3) Неуверенность в будущем детей, гнавшая евреев из России, в какой-то степени остается в Израиле. Здесь присутствуют два момента: неуверенность какой-то части потенциальных репатриантов в способности израильского общества решить стоящие перед ним внешние и внутренние задачи (эта неуверенность подтверждается оппозиционной прессой) и слухи об особой "израильской ментальности", которая во многом напоминает ментальность коренных жителей других (и особенно азиатских) стран. Первый момент при некоторой слабости национального чувства естественно приводит к ориентации на "более прочные и стабильные" англоязычные страны, и этому ничего нельзя противопоставить, кроме собственной веры и примера выдающихся людей. Второй момент мне кажется гораздо более серьезным и требующим отдельного рассмотрения.
Когда родители покидают Россию, чтобы обеспечить будущее детей, они исходят из того, что у них с детьми не только генетическая, но и психологическая и идеологическая общность, которая заставляет их ориентироваться на одни и те же ценности.
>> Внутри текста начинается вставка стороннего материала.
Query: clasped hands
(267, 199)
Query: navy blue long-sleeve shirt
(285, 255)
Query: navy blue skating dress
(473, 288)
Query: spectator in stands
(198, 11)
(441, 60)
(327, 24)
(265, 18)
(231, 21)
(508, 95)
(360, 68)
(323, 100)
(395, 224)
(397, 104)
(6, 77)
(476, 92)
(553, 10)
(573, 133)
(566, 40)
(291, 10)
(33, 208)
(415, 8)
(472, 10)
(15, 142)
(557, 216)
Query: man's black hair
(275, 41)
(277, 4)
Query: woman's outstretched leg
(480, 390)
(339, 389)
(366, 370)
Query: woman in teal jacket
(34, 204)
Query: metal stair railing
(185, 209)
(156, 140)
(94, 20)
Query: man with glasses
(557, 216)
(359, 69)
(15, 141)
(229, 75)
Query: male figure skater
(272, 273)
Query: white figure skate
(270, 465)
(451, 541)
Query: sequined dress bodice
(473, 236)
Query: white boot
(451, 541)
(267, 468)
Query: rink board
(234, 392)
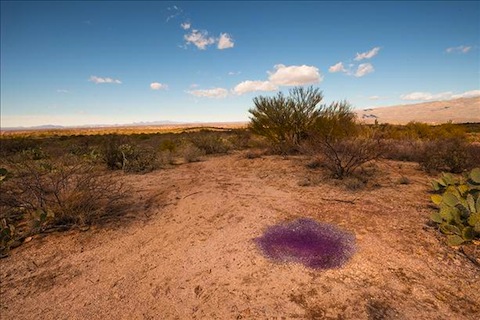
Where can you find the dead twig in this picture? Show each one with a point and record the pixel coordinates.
(341, 200)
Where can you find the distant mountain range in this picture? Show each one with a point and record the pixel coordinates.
(434, 112)
(133, 124)
(457, 110)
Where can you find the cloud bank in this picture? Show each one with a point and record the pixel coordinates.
(158, 86)
(210, 93)
(427, 96)
(98, 80)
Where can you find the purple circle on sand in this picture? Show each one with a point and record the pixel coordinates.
(315, 245)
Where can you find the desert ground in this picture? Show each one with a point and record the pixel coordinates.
(434, 112)
(186, 250)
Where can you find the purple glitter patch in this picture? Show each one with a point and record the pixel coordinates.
(315, 245)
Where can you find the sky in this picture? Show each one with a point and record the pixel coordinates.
(115, 62)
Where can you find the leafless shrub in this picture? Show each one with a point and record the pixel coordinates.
(65, 192)
(452, 155)
(191, 153)
(343, 156)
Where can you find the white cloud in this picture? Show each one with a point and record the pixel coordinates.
(459, 49)
(225, 41)
(367, 55)
(98, 80)
(199, 38)
(174, 12)
(427, 96)
(158, 86)
(210, 93)
(294, 75)
(467, 94)
(364, 69)
(337, 68)
(250, 86)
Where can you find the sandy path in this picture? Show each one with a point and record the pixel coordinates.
(189, 254)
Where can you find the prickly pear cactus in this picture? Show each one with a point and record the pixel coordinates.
(458, 202)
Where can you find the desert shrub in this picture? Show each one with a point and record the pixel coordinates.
(165, 158)
(168, 145)
(240, 139)
(286, 121)
(252, 154)
(210, 142)
(14, 145)
(138, 160)
(342, 145)
(458, 200)
(191, 153)
(112, 153)
(46, 194)
(450, 155)
(343, 157)
(403, 149)
(119, 154)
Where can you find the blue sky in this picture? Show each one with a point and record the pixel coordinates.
(74, 63)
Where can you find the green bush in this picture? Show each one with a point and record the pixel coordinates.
(286, 121)
(210, 142)
(458, 200)
(450, 155)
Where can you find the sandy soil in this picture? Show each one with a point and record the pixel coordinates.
(434, 112)
(186, 252)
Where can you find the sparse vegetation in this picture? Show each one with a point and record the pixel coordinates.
(46, 194)
(286, 121)
(458, 200)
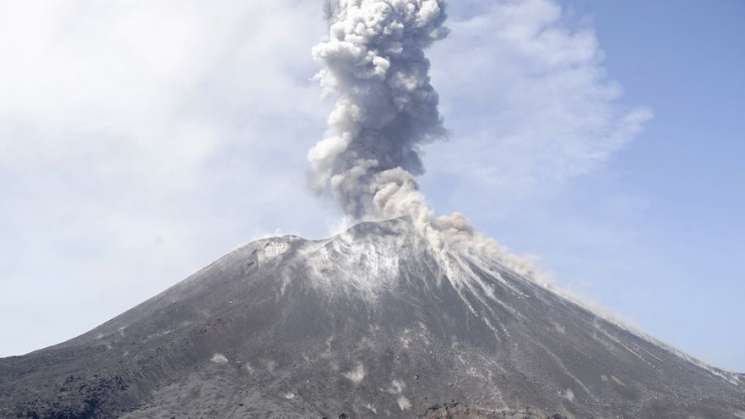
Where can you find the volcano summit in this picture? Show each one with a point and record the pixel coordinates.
(372, 322)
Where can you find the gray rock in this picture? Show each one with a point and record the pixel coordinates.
(368, 323)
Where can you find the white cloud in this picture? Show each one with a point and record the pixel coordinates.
(138, 141)
(527, 98)
(141, 139)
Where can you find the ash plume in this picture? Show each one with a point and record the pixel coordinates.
(374, 62)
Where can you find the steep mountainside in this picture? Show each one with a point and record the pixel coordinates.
(371, 322)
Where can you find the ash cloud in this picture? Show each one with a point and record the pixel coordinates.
(386, 109)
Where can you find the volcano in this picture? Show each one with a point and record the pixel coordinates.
(373, 322)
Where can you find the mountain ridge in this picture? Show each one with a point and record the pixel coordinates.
(373, 321)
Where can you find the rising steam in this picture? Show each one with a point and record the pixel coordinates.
(386, 110)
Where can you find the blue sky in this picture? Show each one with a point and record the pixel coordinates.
(657, 234)
(139, 142)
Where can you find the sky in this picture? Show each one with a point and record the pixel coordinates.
(141, 140)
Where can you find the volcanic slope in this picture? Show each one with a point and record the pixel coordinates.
(371, 322)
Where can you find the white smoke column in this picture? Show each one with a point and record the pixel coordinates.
(373, 61)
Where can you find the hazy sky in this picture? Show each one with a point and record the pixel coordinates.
(140, 140)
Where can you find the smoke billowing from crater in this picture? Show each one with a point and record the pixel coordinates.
(386, 109)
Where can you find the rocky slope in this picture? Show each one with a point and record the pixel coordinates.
(372, 322)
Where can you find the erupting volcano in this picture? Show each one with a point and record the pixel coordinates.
(404, 314)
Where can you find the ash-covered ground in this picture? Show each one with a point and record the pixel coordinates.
(373, 322)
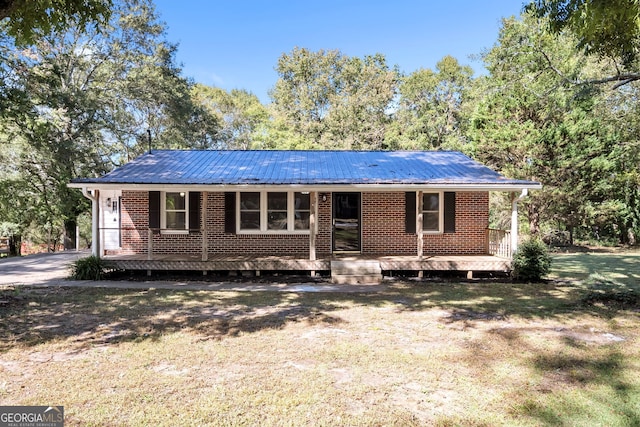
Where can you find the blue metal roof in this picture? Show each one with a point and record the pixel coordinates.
(269, 167)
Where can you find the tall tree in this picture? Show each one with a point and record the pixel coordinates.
(334, 101)
(83, 102)
(30, 19)
(531, 123)
(429, 113)
(607, 29)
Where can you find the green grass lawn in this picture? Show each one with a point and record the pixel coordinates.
(420, 353)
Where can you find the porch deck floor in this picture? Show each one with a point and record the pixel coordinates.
(222, 262)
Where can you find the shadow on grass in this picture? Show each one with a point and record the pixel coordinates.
(90, 316)
(601, 393)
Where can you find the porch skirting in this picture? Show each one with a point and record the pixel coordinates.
(300, 263)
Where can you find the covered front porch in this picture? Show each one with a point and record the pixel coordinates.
(343, 268)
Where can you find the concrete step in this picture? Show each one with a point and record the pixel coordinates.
(356, 272)
(353, 279)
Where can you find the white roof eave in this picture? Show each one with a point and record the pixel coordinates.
(308, 187)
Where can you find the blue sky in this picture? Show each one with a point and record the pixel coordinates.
(236, 44)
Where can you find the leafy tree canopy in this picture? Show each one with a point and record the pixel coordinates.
(609, 29)
(30, 19)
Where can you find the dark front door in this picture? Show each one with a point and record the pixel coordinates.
(346, 222)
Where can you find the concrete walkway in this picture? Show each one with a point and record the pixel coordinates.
(53, 270)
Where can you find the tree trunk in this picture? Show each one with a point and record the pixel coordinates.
(15, 242)
(534, 220)
(69, 235)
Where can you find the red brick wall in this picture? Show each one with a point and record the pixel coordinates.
(472, 221)
(383, 225)
(383, 229)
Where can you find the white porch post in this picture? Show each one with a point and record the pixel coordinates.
(514, 219)
(205, 234)
(95, 220)
(313, 200)
(419, 227)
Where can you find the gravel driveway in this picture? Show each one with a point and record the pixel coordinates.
(37, 269)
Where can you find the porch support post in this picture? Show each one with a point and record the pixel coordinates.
(419, 230)
(514, 219)
(313, 211)
(94, 196)
(205, 234)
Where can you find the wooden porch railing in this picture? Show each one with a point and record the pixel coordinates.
(499, 243)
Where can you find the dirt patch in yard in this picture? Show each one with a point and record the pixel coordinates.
(416, 353)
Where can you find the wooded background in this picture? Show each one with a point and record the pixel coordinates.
(83, 82)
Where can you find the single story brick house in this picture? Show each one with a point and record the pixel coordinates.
(300, 210)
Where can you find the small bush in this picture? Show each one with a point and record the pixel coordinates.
(89, 268)
(531, 261)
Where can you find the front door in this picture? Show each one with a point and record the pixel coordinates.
(346, 222)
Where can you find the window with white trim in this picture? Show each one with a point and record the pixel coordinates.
(174, 211)
(249, 211)
(432, 212)
(273, 212)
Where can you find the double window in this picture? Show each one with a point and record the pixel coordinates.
(273, 212)
(175, 211)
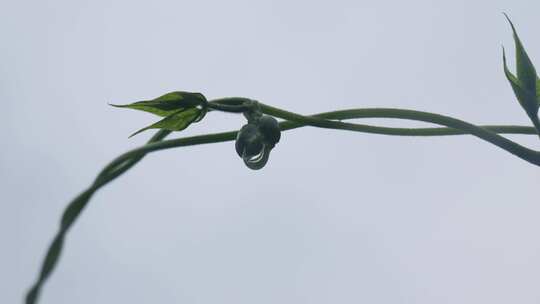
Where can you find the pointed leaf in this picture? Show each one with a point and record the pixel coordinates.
(526, 99)
(177, 121)
(526, 73)
(168, 104)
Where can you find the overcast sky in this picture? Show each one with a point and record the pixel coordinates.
(335, 217)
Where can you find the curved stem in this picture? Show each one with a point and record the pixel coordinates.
(518, 150)
(127, 160)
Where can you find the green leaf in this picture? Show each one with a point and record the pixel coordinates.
(168, 104)
(538, 90)
(177, 121)
(526, 73)
(527, 100)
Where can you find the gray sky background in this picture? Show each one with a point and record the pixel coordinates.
(335, 217)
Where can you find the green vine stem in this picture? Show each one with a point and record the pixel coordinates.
(330, 120)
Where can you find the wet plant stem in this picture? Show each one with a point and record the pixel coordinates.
(329, 120)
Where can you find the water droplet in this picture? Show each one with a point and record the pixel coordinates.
(258, 161)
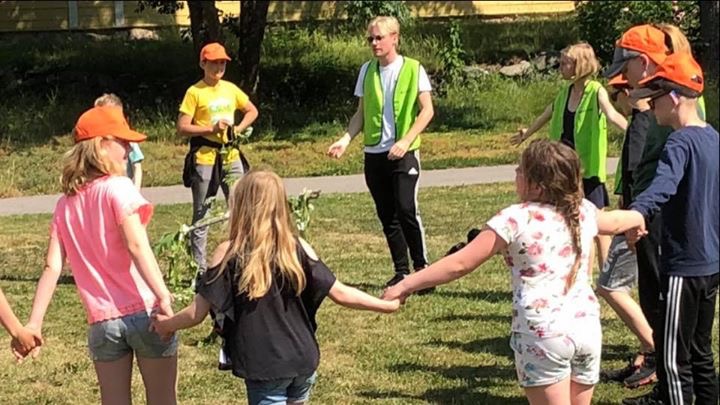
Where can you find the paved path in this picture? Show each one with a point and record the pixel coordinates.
(295, 185)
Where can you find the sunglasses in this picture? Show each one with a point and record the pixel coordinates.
(670, 93)
(615, 94)
(377, 38)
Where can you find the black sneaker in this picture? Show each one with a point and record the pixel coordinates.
(651, 398)
(424, 291)
(398, 277)
(644, 375)
(619, 375)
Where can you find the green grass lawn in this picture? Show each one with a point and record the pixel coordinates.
(36, 169)
(448, 347)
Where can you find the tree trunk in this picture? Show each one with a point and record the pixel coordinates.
(204, 23)
(709, 36)
(253, 18)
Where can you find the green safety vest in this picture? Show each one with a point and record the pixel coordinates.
(590, 129)
(405, 104)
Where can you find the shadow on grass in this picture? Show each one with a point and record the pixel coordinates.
(617, 352)
(472, 391)
(366, 286)
(479, 295)
(497, 346)
(63, 279)
(474, 317)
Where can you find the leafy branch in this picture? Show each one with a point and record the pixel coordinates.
(174, 247)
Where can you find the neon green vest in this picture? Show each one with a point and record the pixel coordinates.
(590, 129)
(405, 104)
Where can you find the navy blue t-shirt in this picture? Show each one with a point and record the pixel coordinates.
(685, 189)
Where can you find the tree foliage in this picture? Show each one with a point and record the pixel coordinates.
(360, 12)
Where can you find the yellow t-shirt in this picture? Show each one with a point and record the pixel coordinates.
(209, 104)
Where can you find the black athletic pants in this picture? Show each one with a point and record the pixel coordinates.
(648, 258)
(684, 340)
(393, 185)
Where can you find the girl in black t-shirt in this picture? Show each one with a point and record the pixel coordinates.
(264, 286)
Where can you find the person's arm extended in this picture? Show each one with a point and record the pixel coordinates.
(188, 317)
(619, 221)
(525, 133)
(47, 283)
(250, 114)
(421, 122)
(452, 267)
(7, 317)
(24, 339)
(139, 247)
(350, 297)
(670, 172)
(610, 112)
(137, 175)
(354, 127)
(186, 127)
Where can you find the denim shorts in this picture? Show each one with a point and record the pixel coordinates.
(112, 339)
(275, 392)
(619, 273)
(545, 361)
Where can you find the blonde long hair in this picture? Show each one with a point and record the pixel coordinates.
(85, 162)
(586, 63)
(555, 169)
(262, 235)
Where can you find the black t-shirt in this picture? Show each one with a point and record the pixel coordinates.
(568, 135)
(633, 146)
(272, 337)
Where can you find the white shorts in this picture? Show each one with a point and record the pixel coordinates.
(546, 361)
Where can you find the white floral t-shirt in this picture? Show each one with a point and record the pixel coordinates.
(540, 256)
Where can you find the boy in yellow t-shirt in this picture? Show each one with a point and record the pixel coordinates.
(206, 113)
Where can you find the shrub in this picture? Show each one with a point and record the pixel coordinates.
(601, 23)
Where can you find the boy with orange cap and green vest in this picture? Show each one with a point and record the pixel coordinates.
(685, 192)
(638, 54)
(206, 114)
(395, 106)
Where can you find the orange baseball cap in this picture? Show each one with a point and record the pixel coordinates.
(639, 40)
(213, 51)
(680, 73)
(105, 121)
(618, 82)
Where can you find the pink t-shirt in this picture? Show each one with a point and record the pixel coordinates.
(88, 227)
(540, 256)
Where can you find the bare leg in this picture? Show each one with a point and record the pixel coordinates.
(160, 378)
(629, 311)
(581, 394)
(554, 394)
(115, 378)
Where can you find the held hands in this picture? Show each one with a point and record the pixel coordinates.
(160, 325)
(398, 150)
(634, 235)
(220, 126)
(27, 341)
(162, 313)
(395, 293)
(519, 137)
(338, 148)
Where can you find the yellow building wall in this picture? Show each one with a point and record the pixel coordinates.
(55, 15)
(33, 15)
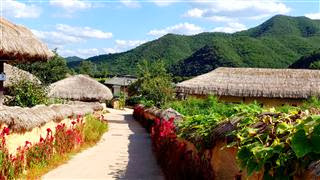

Советские люди обычно выражают это стремление в форме утверждения, что они хотят, "чтобы их дети оставались евреями". Если, однако, определение еврея в Израиле оказывается в значительной степени другим, чем в России, они могут быть весьма сильно разочарованы. Это разочарование может коснуться отношения детей к учебе, отношения к труду и отношения к различным психологическим тонкостям, которое объединяется в понятии "идишкайт" или "а идише нешуме". Так как эти моменты в сознании сложились в диаспоре, родители могут бояться исчезновения этих элементов в Израиле, тем более, что соответствующие слухи (и соответствующие письма) уже есть. Немаловажным фактором, способствующим ощущению опасности психологического разрыва между родителями и детьми в Израиле, является отсутствие заботы о создании преемственности, хотя бы в знании русского языка, так что родители, приехавшие с малолетними детьми, могут быть уверены, что через несколько лет их дети перестанут их понимать окончательно, а будущая алия (через 10 лет) встретит такой же уровень непонимания, как и та, о которой идет речь сейчас. Дети, родившиеся в Израиле, совсем не имеют шансов быть похожими на своих родителей. Между тем, это не совсем то, к чему могут стремиться люди в диаспоре (если у них нет комплекса неполноценности).
У русской алии в этом отношении самочувствие такое же как у американской (отсутствие комплекса неполноценности вследствие отсутствия настоящего угнетения и даже дискриминации), но несравнимо меньшие технические возможности вследствие отсутствия денег и поддержки своей общины из-за рубежа. Разрыв репатриантов со страной исхода обрекает их на более скромное положение в израильском обществе, и вместо требований они вынуждены выдвигать только просьбы, не будучи уверены в их исполнимости. Этот фактор также может влиять на решение родителей эмигрировать в США, а не в Израиль.